Back when a presidential campaign was most definitely twinkling in Marco Rubio's eye, when he was speaker of the Florida House, he thought he had the solution to healthcare reform—a no-mandate, market-based exchange. Introduced and passed in 2008, and after spending $2.4 million Florida Health Choices finally opened last year, and has
signed up 80 people. (80, not 80K).
“It’s about competition, it’s about choice, and it’s about the marketplace,” he told The Palm Beach Post at the time.
Florida Health Choices, which finally opened last year, now covers 80 people.
Obamacare, which Rubio wants to repeal, covers 1.6 million in Florida alone.
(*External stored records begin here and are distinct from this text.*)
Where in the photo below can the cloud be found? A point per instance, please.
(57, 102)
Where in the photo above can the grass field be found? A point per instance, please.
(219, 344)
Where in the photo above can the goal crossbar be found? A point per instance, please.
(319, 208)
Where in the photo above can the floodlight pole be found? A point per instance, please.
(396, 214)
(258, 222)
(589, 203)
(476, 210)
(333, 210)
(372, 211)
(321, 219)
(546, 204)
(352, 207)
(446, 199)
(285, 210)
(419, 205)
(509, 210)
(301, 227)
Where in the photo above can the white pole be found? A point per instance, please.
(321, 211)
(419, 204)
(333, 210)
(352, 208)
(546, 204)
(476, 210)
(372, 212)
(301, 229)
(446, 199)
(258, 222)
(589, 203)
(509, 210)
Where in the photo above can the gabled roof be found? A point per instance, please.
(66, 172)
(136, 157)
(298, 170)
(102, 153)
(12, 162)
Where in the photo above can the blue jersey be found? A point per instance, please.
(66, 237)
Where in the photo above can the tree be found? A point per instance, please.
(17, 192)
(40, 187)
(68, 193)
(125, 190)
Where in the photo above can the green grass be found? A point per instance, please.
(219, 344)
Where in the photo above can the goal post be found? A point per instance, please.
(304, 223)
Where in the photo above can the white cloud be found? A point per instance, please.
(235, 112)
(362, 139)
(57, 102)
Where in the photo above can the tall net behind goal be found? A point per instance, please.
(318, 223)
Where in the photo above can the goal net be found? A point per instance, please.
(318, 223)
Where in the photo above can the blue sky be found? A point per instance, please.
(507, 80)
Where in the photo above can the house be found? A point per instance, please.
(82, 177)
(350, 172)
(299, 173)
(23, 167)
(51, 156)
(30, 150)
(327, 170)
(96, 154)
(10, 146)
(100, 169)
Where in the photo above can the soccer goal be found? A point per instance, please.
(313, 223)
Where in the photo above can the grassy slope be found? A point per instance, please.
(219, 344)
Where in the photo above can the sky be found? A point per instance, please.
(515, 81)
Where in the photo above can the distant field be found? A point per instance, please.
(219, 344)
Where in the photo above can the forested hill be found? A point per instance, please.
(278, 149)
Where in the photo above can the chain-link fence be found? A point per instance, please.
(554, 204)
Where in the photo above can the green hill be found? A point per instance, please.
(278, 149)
And 93 percent of them are subsidized.
Rubio actually doesn't talk about his plan that much, leaving it out of the discussion when he talks about repeal and replace. But his spokesperson, Brooke Sammon, had an answer for why her boss's plan was less than successful—it was all Obamacare's fault. "It is unfortunate that this disastrous healthcare law is impacting the Florida Health Choices program, which is exactly the kind of consumer-based healthcare solution Americans are looking for." Yes, all 80 of them.
But here's one thing Rubio might have accomplished for his state: if the Supreme Court rules in the King v. Burwell case that subsidies should not be available to people who get insurance on the federal exchange, Florida Health Choices potentially could be there to step in as the state-based exchange.